The Effect of Rainfall and Blowfly Larvae on the Toxicity of '1080'-Treated Meat Baits Used in Poisoning Campaigns Against Wild Dogs.

JC Mcilroy, EJ Gifford and SM Carpenter

Australian Wildlife Research 15(5) 473 - 483
Published: 1988


Meat baits injected with '1080' poison (sodium monofluoroacetate) according to the method recommended by the Department of Agriculture, New South Wales, Australia, for preparing baits for poisoning compaigns against wild dogs (Canis f. familiaris) and dingoes (C. f. dingo), began to lose their toxicity from the moment of preparation onwards, particularly after different rainfall treatments and when inhabited by calliphorid larvae.
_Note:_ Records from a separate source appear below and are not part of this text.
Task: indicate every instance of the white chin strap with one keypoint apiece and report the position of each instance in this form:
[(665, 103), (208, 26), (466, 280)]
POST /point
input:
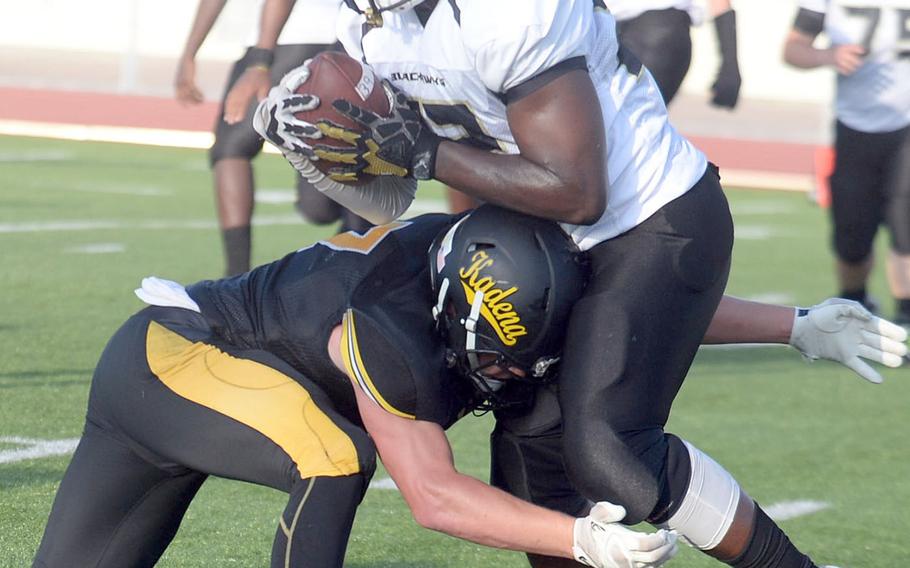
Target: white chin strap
[(470, 326), (441, 299)]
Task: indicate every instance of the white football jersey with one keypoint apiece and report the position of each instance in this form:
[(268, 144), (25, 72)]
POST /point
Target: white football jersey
[(624, 10), (471, 53), (310, 22), (876, 98)]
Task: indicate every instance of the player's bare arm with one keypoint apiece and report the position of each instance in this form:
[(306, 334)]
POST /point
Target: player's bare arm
[(418, 457), (836, 329), (800, 51), (560, 173), (255, 81)]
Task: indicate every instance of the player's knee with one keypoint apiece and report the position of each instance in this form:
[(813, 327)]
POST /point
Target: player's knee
[(593, 468), (704, 512)]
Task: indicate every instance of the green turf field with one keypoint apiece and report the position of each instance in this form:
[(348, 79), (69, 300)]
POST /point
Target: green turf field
[(82, 223)]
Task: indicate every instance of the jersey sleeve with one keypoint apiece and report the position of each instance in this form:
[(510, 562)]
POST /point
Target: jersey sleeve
[(513, 42)]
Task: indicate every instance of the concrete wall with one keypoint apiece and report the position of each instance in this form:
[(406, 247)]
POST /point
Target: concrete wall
[(137, 29)]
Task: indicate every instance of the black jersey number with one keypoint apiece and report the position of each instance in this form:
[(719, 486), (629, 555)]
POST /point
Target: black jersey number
[(873, 16), (460, 116)]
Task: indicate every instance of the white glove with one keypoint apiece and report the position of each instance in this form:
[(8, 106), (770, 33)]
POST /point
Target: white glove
[(843, 331), (276, 122), (600, 541)]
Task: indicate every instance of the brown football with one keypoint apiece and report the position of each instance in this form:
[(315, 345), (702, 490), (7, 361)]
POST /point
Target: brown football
[(334, 75)]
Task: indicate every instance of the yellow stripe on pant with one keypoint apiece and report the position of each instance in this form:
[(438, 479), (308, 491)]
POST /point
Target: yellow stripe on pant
[(254, 394)]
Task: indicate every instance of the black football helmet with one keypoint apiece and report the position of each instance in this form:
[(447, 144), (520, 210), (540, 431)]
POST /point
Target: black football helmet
[(504, 284)]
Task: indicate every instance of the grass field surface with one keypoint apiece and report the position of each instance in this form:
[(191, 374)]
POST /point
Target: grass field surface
[(82, 223)]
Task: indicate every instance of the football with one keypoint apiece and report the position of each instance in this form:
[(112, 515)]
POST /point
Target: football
[(334, 75)]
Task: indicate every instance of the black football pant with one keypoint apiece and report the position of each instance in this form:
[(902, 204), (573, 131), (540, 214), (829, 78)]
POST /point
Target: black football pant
[(870, 186), (631, 340), (168, 407), (660, 39)]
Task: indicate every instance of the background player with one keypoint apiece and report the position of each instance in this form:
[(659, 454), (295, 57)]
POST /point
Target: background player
[(657, 31), (311, 31), (251, 378), (582, 137), (871, 180)]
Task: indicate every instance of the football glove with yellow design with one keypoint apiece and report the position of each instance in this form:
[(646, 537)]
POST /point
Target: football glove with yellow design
[(400, 144)]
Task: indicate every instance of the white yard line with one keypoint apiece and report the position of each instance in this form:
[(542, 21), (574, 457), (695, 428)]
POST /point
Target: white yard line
[(97, 248), (786, 510), (418, 208), (32, 448)]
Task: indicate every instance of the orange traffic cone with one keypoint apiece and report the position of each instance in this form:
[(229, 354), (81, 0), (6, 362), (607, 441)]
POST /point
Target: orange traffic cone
[(824, 167)]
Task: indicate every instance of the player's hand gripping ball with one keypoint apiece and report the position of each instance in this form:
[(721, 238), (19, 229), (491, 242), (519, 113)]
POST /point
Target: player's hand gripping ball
[(370, 128)]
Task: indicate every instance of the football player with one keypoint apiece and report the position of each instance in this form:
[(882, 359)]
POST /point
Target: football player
[(294, 375), (657, 31), (535, 106), (870, 50), (236, 143)]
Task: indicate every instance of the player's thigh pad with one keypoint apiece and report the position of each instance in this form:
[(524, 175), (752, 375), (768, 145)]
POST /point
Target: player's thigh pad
[(526, 457), (241, 414), (661, 40), (897, 187)]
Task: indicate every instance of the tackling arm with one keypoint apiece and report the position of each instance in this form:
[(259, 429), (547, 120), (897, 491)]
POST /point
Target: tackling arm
[(838, 330), (800, 52)]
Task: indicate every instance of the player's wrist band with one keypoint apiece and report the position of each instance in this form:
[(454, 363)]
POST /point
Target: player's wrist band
[(423, 167), (259, 57)]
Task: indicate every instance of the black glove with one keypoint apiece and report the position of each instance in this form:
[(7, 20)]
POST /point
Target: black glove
[(726, 87), (400, 144)]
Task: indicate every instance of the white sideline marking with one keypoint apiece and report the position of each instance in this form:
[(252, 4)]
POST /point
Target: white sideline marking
[(35, 156), (97, 248), (418, 208), (786, 510), (34, 448), (384, 483), (275, 196)]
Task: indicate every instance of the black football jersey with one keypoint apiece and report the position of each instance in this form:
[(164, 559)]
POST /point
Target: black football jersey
[(375, 285)]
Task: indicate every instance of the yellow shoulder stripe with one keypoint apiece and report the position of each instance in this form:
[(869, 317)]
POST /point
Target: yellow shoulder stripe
[(353, 362)]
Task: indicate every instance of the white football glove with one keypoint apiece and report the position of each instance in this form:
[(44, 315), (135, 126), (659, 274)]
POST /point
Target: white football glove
[(844, 331), (600, 541), (276, 122)]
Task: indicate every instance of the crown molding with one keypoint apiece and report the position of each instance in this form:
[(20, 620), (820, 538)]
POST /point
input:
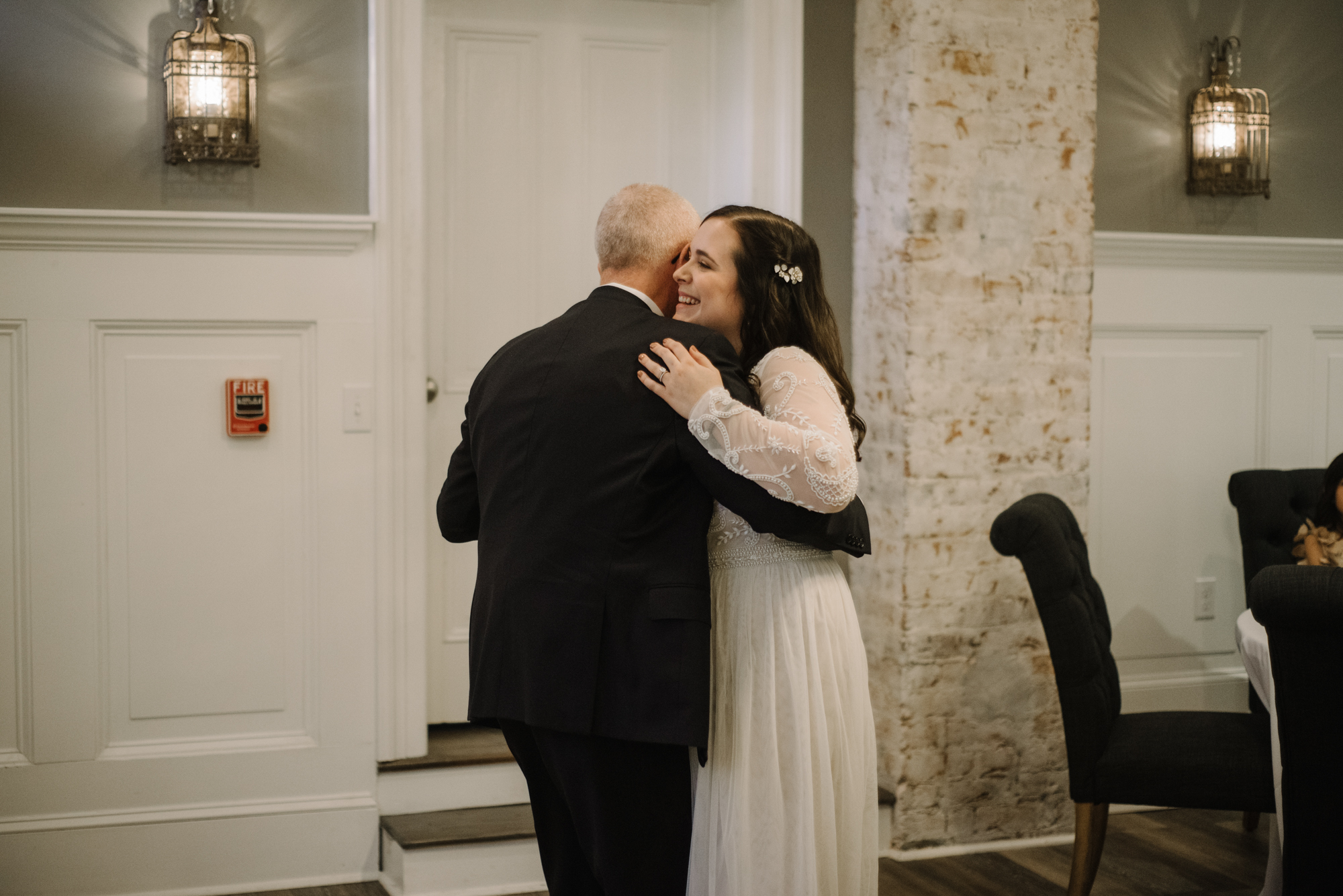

The main or most likely reasons for the loss of fluoroacetate were consumption by maggots (mainly larvae of Calliphora augur and C. stygia plus some C. hilli and C. tibialis) and their subsequent disappearance from the baits, leaching by rainfall, defluorination of the fluoroacetate by micro-organisms, and leakage from the baits after injection and during their decomposition. During this study the baits remained toxic to dogs, despite different rainfall treatments, for over 32 days during winter when maggots were absent, and for 6-31 days during summer, when they were present. Under the same conditions the baits contained an LD50 for an average-sized tiger quoll (Dasyurus maculatus) for 4-15 days and 2-4 days, respectively.